Records show that in May McClure purchased 20 acres, mostly pasture, on Southwest 232nd Street for $825,000. It’s not the same pasture where the Sheepdog Classic was held.
McClure, reached by text, did not rule out the possibility that her newly purchased land could someday be the site of a re-envisioned sheepdog trial, though she said no plans for such an event were currently in the works.
“Who knows, a future dog trial may be in the works — maybe something community-based,” she wrote.
Before the sell-off, Misty Isle Farms was bounded, roughly, by 232nd on the south, Wax Orchard Road on the west, Southwest 220th Street on the north and 115th Avenue Southwest on the east.
A few parcels spilled north of 220th and south of 232nd. The estate was bisected by Old Mill Road.
Stewart, whose Services Group of America was one of the state’s largest privately held companies, assembled Misty Isle Farms over several decades. He raised Black Angus cattle there, and allowed island equestrians to ride its wooded trails. He also sponsored Vashon’s Fourth of July fireworks show.
Stewart was a major Republican donor; for years he hosted the annual King County Republican picnic at Misty Isle. Its headliners included such GOP luminaries as Newt Gingrich and Jack Kemp.
Stewart relocated his legal residence and business to Arizona in 2005 and 2006, blaming Washington’s estate tax for forcing the move. He died in a helicopter crash near Phoenix in 2010 at age 64.
Stewart first listed Misty Isle Farms for sale in 2007 for $125 million. As years passed with no deal, the asking price dropped precipitously — to $43 million in 2014, then $28 million in 2017.
Once Stewart’s successors switched gears and began marketing the estate in chunks, parcels in the less developed part of the compound, west of Old Mill Road, sold first. King County Parks bought the largest piece in 2022 for $4 million — 110 acres that include the former Sheepdog Classic pasture, the forested corridor of salmon-bearing Fisher Creek, and four miles of trails.
Most of the parcels east of Old Mill didn’t start changing hands until 2023.
Most of the 18 private buyers of pieces of Misty Isle are from the Puget Sound area. Several own homes elsewhere on Vashon, county records show. Members of Seattle’s prominent Wright family, owners of the Space Needle, have acquired a total of about 50 acres.
Other purchasers have come from as far away as Oregon, California, New Hampshire and Florida.
Six buyers acquired Misty Isle properties with existing homes. Two others have built new houses, records show, and another has applied for a building permit.
The owners of one 12-acre parcel on Wax Orchard Road are growing peonies and other flowers commercially. Two parcels south of 232nd are part of an animal sanctuary.

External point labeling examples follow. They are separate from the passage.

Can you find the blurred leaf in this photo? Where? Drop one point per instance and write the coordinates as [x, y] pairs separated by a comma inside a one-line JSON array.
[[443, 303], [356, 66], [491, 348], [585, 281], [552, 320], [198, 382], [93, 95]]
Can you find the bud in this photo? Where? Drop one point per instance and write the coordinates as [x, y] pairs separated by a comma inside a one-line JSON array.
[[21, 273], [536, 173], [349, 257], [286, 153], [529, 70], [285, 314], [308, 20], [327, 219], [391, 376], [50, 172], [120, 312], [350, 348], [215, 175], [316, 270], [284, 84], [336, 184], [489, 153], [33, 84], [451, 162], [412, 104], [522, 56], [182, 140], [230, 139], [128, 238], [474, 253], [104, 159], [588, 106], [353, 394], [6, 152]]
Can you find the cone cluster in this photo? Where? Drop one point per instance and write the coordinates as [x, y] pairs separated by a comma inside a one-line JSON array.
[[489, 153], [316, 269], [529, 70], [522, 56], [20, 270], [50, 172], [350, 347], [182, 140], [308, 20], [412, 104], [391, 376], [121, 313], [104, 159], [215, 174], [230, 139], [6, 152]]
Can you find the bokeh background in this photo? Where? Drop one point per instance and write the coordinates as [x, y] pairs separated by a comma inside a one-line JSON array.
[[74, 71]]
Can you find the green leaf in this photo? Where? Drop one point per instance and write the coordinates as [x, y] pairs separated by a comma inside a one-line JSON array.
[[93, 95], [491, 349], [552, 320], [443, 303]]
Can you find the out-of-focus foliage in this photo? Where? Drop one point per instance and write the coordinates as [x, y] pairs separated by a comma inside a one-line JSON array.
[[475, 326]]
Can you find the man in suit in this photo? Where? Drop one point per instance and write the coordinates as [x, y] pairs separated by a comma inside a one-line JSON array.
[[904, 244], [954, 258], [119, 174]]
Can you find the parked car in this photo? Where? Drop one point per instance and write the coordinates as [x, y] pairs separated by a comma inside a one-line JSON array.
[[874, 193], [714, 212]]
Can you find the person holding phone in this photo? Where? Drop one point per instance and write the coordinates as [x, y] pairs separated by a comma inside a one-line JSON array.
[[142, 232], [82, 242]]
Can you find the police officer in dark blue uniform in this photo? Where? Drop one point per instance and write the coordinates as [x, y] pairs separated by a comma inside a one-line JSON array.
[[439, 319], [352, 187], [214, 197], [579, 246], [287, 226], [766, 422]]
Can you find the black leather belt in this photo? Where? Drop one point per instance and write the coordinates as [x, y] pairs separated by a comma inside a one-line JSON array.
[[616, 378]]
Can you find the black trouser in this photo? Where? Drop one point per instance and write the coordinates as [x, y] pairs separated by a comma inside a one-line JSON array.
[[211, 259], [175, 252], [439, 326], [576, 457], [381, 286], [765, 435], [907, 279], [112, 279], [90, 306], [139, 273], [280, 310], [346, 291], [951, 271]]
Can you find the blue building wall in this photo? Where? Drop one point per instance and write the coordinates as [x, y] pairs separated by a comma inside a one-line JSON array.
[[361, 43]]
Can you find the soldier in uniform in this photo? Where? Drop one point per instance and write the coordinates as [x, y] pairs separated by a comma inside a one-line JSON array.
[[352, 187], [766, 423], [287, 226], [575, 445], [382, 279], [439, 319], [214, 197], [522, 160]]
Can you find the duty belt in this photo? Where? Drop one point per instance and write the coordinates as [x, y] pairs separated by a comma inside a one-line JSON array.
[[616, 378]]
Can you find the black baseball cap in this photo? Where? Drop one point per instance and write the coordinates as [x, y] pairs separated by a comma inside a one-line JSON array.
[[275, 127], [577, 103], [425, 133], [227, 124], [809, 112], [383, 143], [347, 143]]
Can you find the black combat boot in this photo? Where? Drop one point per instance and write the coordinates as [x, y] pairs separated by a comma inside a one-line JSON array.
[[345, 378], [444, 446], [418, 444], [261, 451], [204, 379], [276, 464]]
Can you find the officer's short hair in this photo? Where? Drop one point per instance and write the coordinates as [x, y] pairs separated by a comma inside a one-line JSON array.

Three parcels have been resold, and two more — one undeveloped, one with a house — are on the market now.
Stewart-related entities still own two 10-acre parcels on 232nd, both with houses. One was listed for sale May 14 for $885,000; the listing describes the two homes on the property as “fixers.”
Eric Pryne is a retired Seattle Times journalist. Elizabeth Shepherd, The Beachcomber’s reporter, contributed reporting to this article.